In an earlier short story, another Hermans character observes that “only…insane, totally futile, impossible undertakings, can provide dignity.” The only thing that matters in life is to do something extraordinary: “Everything else…is mimicry and slavish routine.” So at the suggestion of his Ph.D. adviser, Alfred sets out for Finnmark, the northernmost territory of Norway, to prove that a series of supposed “ice holes” are, sensationally, “meteor craters.” He tells us, “I want to find something spectacular!”

At once he is the victim of academic rivalries. The renowned, blind, and elderly Professor Nummedal in Oslo is an enemy of Alfred’s adviser in Amsterdam and contrives to deny him access to the aerial photographs essential to his expedition. The young man feels further hampered by having grown up in the Netherlands, a geologically uninteresting country, and by his imperfect English. English is the language of success; citizens of small nations with minority languages are condemned to being losers.

Comically ill-equipped, Alfred proceeds by seaplane to the tiny northern town of Alta, where he meets up with three Norwegians who will be doing research of their own in the area. He is paired with Arne Jordal, who despite his wealthy family uses an old battered camera and a leaky tent because he considers himself “not worthy” of “anything new, anything costing money.” To fail with poor equipment is dignified, while to do so with state-of-the-art gear would be shameful. Alfred’s one boast is an expensive geological compass, given to him by his religious sister: “It’s quite large, with a rectangular base, precision degree scale, sights, clinometer, spirit level and mirror.” Having studied physical geography, Hermans knows the jargon and the territory.

But no compass could be a match for the disorienting experiences ahead. Alfred can’t sleep in the land of the midnight sun. The endless light is oppressive. He is not used to carrying a heavy pack across wastes of bog and icy rivers. The mosquitoes are multitudinous and relentless.
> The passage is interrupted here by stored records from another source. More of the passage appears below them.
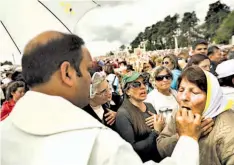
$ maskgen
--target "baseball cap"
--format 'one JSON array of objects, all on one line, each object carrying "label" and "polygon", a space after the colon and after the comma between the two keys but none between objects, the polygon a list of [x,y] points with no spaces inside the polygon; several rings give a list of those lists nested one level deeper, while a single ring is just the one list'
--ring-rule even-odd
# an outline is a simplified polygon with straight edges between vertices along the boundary
[{"label": "baseball cap", "polygon": [[219,64],[216,68],[218,78],[228,77],[234,74],[234,59]]},{"label": "baseball cap", "polygon": [[124,75],[123,79],[122,79],[124,88],[126,87],[127,83],[135,81],[140,76],[142,76],[142,75],[140,73],[138,73],[138,72],[130,72],[130,73]]}]

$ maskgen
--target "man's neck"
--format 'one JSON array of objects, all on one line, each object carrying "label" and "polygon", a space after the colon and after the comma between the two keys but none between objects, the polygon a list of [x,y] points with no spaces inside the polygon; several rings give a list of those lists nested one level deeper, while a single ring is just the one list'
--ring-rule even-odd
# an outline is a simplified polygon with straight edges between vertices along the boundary
[{"label": "man's neck", "polygon": [[133,104],[133,105],[135,105],[136,107],[138,107],[142,112],[145,112],[145,110],[146,110],[146,106],[145,106],[145,104],[144,104],[144,102],[143,101],[137,101],[137,100],[134,100],[134,99],[129,99],[129,101]]}]

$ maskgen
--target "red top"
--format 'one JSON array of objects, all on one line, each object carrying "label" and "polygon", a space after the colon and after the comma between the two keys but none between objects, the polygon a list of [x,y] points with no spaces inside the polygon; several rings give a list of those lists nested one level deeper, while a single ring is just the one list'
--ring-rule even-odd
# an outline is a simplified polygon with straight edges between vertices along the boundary
[{"label": "red top", "polygon": [[15,106],[15,101],[13,99],[9,101],[5,101],[2,105],[2,110],[1,110],[1,121],[7,118],[7,116],[10,115],[12,109]]}]

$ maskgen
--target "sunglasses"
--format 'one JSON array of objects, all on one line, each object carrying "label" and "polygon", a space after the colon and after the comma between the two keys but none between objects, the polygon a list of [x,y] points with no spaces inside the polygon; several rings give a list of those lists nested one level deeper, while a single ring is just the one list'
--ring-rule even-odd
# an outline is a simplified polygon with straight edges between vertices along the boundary
[{"label": "sunglasses", "polygon": [[167,80],[171,80],[172,76],[171,75],[160,75],[160,76],[156,76],[155,80],[156,81],[162,81],[164,78],[166,78]]},{"label": "sunglasses", "polygon": [[162,62],[162,64],[163,64],[163,65],[164,65],[164,64],[168,65],[168,64],[169,64],[169,62],[168,62],[168,61],[166,61],[166,62]]},{"label": "sunglasses", "polygon": [[141,82],[139,82],[139,81],[134,81],[134,82],[132,82],[132,83],[130,84],[130,86],[133,87],[133,88],[140,88],[140,87],[141,87],[141,84],[143,84],[144,86],[146,86],[146,85],[147,85],[147,82],[141,83]]}]

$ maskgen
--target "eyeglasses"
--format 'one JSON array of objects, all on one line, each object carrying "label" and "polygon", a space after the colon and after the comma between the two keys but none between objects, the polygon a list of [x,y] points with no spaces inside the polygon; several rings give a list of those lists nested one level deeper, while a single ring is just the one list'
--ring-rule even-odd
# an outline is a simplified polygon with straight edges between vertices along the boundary
[{"label": "eyeglasses", "polygon": [[104,97],[104,96],[106,96],[107,94],[109,94],[111,90],[112,90],[112,88],[111,88],[111,86],[110,86],[110,84],[109,84],[108,87],[107,87],[106,89],[104,89],[104,90],[101,91],[101,92],[96,93],[96,95],[101,96],[101,97]]},{"label": "eyeglasses", "polygon": [[163,65],[164,65],[164,64],[168,65],[169,62],[168,62],[168,61],[165,61],[165,62],[162,62],[162,64],[163,64]]},{"label": "eyeglasses", "polygon": [[93,89],[96,84],[101,83],[105,80],[105,75],[103,75],[100,72],[95,72],[92,76],[92,84],[90,84],[90,97],[93,97],[95,95],[95,90]]},{"label": "eyeglasses", "polygon": [[162,81],[164,78],[166,78],[167,80],[171,80],[172,76],[171,75],[160,75],[160,76],[156,76],[155,80],[156,81]]},{"label": "eyeglasses", "polygon": [[133,88],[140,88],[141,87],[141,84],[143,84],[144,86],[147,85],[147,82],[139,82],[139,81],[134,81],[130,84],[131,87]]}]

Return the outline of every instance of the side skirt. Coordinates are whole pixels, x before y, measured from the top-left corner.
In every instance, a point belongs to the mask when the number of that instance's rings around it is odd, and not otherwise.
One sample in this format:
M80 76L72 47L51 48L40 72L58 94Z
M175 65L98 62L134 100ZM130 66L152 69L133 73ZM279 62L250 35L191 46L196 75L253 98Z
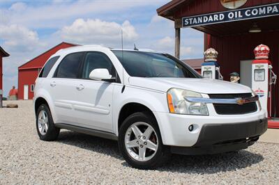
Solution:
M113 133L110 133L110 132L107 132L107 131L96 130L96 129L89 129L89 128L85 128L85 127L81 127L74 126L74 125L68 124L65 124L65 123L55 123L54 125L57 128L60 128L60 129L75 131L77 132L91 135L91 136L97 136L97 137L100 137L100 138L118 140L118 137L116 135L115 135Z

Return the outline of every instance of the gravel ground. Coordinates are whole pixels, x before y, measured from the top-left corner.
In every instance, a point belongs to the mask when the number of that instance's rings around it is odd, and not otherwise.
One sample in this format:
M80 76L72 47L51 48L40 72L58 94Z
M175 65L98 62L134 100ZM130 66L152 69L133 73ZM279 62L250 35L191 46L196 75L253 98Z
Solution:
M279 184L278 144L257 143L211 156L173 155L156 170L140 170L127 164L115 141L66 130L55 142L40 140L32 102L15 102L19 108L0 108L0 184Z

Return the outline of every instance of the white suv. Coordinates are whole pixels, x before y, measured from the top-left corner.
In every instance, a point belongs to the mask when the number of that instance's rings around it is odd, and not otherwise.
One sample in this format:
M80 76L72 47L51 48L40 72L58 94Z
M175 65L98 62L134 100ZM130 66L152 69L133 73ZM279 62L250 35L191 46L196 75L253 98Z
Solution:
M172 153L247 148L267 129L252 90L202 78L171 55L100 46L61 49L36 83L41 140L66 129L118 140L132 166L148 169Z

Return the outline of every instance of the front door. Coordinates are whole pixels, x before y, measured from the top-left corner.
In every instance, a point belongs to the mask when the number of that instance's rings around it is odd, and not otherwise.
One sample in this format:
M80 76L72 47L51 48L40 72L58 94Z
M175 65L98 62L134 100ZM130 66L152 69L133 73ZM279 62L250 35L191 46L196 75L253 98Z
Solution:
M28 85L24 85L23 86L23 99L27 100L28 99Z
M252 87L252 60L240 61L240 83Z
M110 58L101 52L88 52L84 57L82 79L77 87L77 102L74 106L81 127L112 131L112 96L115 83L89 79L95 69L107 69L112 77L115 70ZM77 88L78 89L78 88Z

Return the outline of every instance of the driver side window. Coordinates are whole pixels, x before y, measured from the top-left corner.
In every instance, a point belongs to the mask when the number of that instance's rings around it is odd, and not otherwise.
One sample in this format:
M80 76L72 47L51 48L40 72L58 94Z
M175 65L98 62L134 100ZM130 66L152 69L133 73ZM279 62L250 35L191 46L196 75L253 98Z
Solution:
M90 72L98 68L107 69L112 77L115 77L115 69L105 54L100 52L89 52L85 56L82 79L89 79Z

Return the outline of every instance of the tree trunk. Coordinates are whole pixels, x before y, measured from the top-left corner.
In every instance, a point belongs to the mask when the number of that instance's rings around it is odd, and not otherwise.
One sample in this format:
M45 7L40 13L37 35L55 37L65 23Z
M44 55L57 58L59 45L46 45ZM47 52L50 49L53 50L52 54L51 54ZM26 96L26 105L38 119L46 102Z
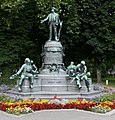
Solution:
M100 65L97 66L97 82L100 83L101 82L101 69L100 69Z

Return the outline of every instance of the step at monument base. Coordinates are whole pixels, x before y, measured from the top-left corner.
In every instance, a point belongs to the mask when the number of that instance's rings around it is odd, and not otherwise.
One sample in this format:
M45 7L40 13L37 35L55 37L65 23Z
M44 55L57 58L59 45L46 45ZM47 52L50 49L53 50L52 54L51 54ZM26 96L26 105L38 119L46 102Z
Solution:
M63 99L77 99L77 98L85 98L85 99L93 99L95 97L99 97L102 95L100 91L92 91L92 92L47 92L47 91L39 91L39 92L16 92L16 91L7 91L7 94L18 95L22 98L42 98L42 99L51 99L56 96L57 98Z

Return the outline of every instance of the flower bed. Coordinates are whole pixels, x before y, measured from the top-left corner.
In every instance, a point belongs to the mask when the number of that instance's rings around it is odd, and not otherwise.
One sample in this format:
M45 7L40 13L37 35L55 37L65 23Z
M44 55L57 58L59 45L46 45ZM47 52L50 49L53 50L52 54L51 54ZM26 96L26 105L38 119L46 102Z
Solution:
M0 96L0 110L3 110L10 114L20 115L38 110L48 109L81 109L93 112L106 113L115 109L115 100L99 102L96 100L86 99L61 99L57 98L56 96L54 96L54 98L50 100L34 98L17 99L8 96Z

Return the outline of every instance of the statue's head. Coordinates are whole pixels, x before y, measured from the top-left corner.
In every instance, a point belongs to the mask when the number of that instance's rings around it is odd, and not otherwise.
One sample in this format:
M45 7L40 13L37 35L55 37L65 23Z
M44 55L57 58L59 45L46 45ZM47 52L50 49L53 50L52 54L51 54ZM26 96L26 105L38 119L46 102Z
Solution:
M29 58L26 58L24 62L25 62L25 63L30 63L30 59L29 59Z
M71 62L71 65L74 65L74 62L73 62L73 61Z
M84 60L81 61L81 65L85 65L85 61Z
M55 11L56 11L56 8L52 7L51 12L55 12Z

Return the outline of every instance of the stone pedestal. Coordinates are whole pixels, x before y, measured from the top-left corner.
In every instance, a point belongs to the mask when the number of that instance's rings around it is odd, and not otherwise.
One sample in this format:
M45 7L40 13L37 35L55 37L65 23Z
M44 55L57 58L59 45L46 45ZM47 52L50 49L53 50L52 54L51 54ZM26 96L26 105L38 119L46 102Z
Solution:
M41 56L42 67L38 75L41 91L67 91L67 74L61 42L47 41Z
M54 95L60 98L93 98L100 96L101 91L94 91L91 79L90 92L87 92L85 81L81 81L82 88L79 90L76 81L70 83L63 63L63 47L61 42L47 41L42 51L42 67L40 73L34 78L33 89L29 88L29 81L24 80L22 92L18 92L18 86L8 93L21 95L28 98L50 99Z

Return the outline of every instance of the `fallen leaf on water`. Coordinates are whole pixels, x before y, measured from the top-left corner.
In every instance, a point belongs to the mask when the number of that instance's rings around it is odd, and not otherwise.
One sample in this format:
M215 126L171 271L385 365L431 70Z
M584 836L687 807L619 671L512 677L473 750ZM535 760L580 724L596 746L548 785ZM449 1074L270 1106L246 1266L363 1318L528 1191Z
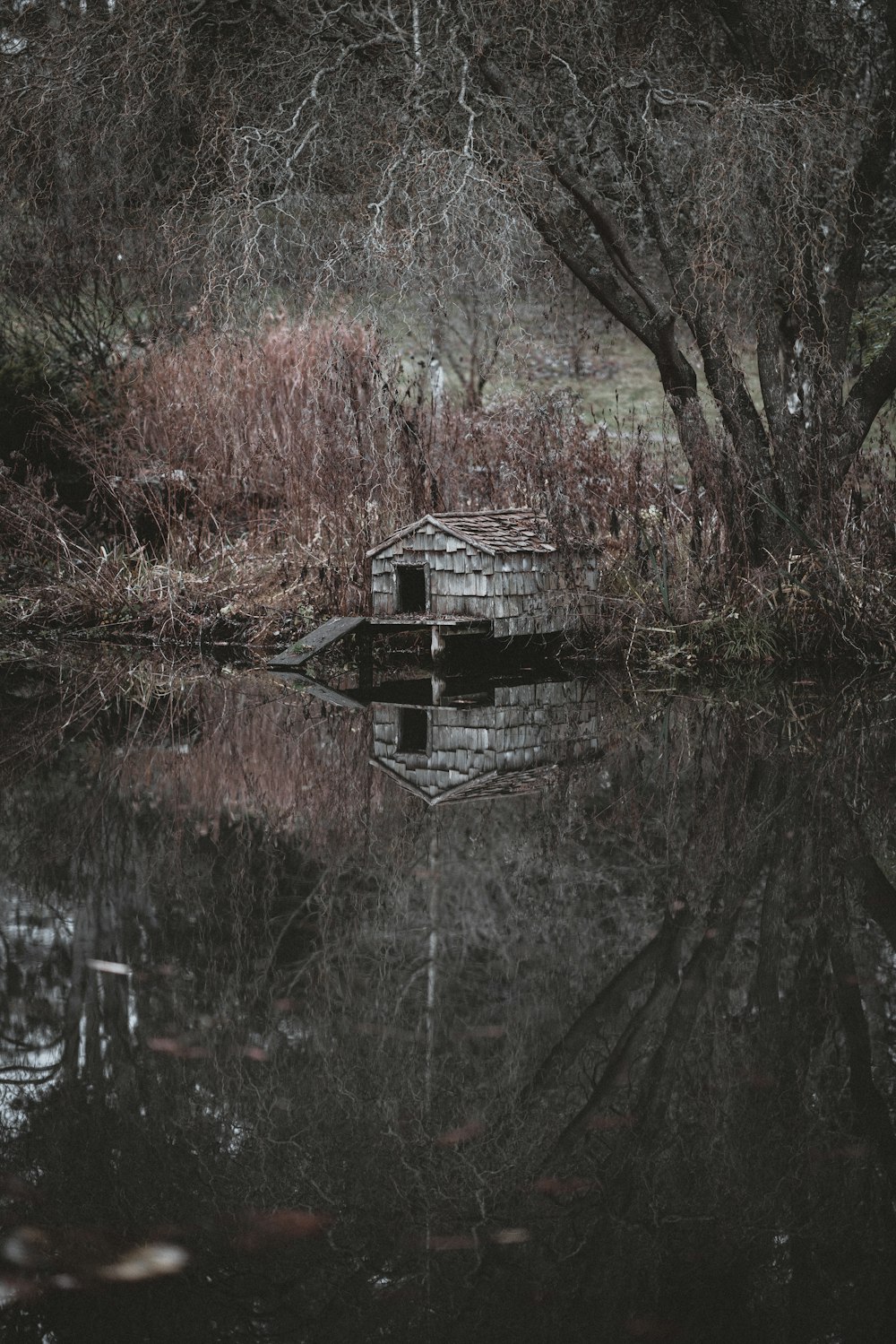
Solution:
M461 1125L458 1129L447 1129L434 1142L442 1148L457 1148L458 1144L469 1144L472 1138L478 1138L484 1133L485 1125L481 1120L469 1120L466 1125Z
M429 1251L474 1251L478 1246L476 1236L469 1232L430 1232L423 1247Z
M188 1263L189 1255L183 1246L152 1242L148 1246L134 1246L111 1265L102 1265L97 1277L116 1284L138 1284L145 1278L180 1274Z
M332 1227L332 1214L314 1214L305 1208L274 1208L270 1212L247 1210L239 1215L234 1246L250 1255L287 1246L304 1236L317 1236Z
M95 957L87 957L87 965L91 970L105 970L107 976L130 974L130 966L126 966L124 961L98 961Z
M497 1232L489 1232L489 1241L496 1246L523 1246L528 1239L528 1227L501 1227Z
M173 1036L150 1036L146 1048L154 1050L160 1055L176 1055L177 1059L208 1059L211 1056L211 1050L206 1046L188 1046Z
M506 1027L467 1027L453 1032L453 1040L500 1040L501 1036L506 1036Z

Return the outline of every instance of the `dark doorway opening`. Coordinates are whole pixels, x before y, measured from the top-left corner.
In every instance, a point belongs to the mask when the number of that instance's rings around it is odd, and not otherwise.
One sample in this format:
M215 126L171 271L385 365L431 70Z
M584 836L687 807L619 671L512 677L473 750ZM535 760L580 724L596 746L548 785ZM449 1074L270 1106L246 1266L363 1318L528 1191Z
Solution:
M408 614L426 612L426 566L400 564L398 574L398 609Z
M426 710L403 707L398 711L398 749L426 755L430 737L430 716Z

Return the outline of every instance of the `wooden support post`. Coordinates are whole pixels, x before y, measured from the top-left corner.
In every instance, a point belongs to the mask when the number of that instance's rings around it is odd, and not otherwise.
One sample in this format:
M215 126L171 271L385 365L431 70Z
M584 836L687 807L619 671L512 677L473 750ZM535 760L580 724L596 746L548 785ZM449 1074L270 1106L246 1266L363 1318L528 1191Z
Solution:
M433 626L433 667L445 663L445 630L441 625Z
M369 625L363 625L355 636L357 656L357 685L364 694L373 689L373 634Z

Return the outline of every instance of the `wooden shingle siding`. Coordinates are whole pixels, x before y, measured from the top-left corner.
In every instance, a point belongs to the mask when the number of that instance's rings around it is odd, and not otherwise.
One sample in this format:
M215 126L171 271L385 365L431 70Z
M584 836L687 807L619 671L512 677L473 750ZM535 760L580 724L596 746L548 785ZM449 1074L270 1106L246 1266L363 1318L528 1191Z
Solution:
M422 519L371 552L373 617L400 614L395 571L404 563L426 566L431 620L492 621L498 637L576 625L596 610L598 556L562 558L540 526L525 509Z
M435 801L482 775L575 762L600 742L596 688L578 681L502 687L493 706L429 708L429 754L399 753L400 710L373 706L373 758Z

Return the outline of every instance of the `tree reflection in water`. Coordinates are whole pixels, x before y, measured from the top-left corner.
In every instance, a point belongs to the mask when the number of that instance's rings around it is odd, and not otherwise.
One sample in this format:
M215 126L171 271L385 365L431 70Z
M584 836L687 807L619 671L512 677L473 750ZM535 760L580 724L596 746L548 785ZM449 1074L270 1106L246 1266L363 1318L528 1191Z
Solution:
M438 806L261 673L1 694L4 1340L889 1339L887 688Z

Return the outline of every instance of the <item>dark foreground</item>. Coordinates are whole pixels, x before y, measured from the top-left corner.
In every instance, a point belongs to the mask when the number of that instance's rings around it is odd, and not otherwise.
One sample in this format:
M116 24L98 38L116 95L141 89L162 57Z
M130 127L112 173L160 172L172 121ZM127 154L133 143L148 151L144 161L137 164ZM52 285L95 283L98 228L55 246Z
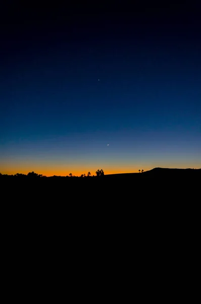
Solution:
M15 265L39 265L38 273L45 267L49 274L56 261L63 269L67 261L79 271L113 263L116 274L120 263L130 270L135 261L141 275L152 267L155 273L157 264L183 274L189 252L193 261L197 252L200 181L200 170L99 178L2 176L4 248Z

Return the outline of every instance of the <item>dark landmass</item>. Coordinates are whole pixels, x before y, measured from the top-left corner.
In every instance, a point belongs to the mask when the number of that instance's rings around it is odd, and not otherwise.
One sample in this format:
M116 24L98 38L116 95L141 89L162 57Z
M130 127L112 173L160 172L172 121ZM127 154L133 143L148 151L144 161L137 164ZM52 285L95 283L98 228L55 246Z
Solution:
M153 246L166 252L167 242L176 246L197 237L200 181L200 169L86 177L2 175L4 227L16 248L20 239L31 251L33 242L42 247L53 239L56 250L71 240L82 246L78 254L86 244L96 244L97 252L100 242L106 250L121 239L122 250L124 243L134 246L146 258Z
M18 196L20 199L26 197L31 201L36 197L37 201L94 203L192 201L199 195L200 181L201 169L155 168L143 173L85 177L46 177L34 172L0 176L7 199L13 196L16 199ZM188 193L191 197L187 199Z

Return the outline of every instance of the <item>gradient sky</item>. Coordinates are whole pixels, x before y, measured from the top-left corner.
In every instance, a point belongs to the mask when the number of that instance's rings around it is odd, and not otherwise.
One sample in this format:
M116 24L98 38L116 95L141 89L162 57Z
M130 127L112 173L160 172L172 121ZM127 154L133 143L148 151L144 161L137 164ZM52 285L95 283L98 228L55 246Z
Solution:
M201 168L200 18L178 8L7 11L0 172Z

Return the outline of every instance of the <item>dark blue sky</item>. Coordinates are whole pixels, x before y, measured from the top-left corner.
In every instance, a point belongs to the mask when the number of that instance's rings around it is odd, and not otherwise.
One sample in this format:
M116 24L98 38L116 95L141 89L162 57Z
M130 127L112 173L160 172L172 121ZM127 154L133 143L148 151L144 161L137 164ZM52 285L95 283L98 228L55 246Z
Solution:
M2 173L201 167L198 9L11 13L1 31Z

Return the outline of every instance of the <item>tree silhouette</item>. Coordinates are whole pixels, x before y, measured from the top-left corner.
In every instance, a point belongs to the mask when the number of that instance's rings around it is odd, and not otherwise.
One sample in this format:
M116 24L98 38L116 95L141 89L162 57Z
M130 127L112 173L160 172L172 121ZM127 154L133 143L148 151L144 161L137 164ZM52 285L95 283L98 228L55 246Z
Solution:
M99 169L98 169L96 171L95 173L97 176L98 177L103 176L104 175L104 172L103 169L102 169L101 170L99 170Z
M97 170L95 171L95 174L96 174L97 176L100 176L100 170L99 170L99 169L98 169Z

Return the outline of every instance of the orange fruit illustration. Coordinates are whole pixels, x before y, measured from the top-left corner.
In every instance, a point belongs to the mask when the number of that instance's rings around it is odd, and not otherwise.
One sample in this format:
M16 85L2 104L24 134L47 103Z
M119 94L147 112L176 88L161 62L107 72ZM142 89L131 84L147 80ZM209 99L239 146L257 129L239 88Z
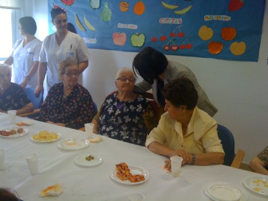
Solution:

He grows suspicious when the Norwegians speak together in Norwegian. He is astonished by their radical ideas when they discuss life and ambition, never geology. The other pair of explorers have excellent equipment; they are more comfortable, more expert: “Qvigstad bites into the world with big white teeth. Swings his hammer like a god. Leaps across rivers unhampered by the heaviest of loads.” Lavishly described in counterpoint to the comedy of misunderstandings between the young men, the dramatic northern landscape provides that blend of real and surreal that is the hallmark of Hermans’s work: “The green is streaked with watercourses, sometimes at right angles to each other like ditches dug for peat. The sky is black, deep blue and dark red, swirls of pigment running together without blending.”

Petty rivalries, paranoia, insomnia, and the fatal loss of his compass eventually leave Alfred alone in the vast landscape, reduced to the most essential struggle for survival while simultaneously yearning for oblivion. “Oh, to be crushed to death and done with it all,” he sighs. This, Hermans appears to be telling us, is how one arrives at the absurd: a world where the only thing that matters is success, but success is meaningless; where one is condemned to go on, without wishing to or understanding why. “Never have I been so certain that what I’m going through is utterly futile and impossible to recount,” Alfred decides. Hermans, however, is spectacularly successful in drawing his readers toward the same disorientation as his characters. Like a partisan’s grenade tossed into the plushly preserved house of Western culture, these unrelenting tragicomedies leave no complacencies intact. In this regard, even though the generation they were intended to shock has long since disappeared, they could hardly be more timely.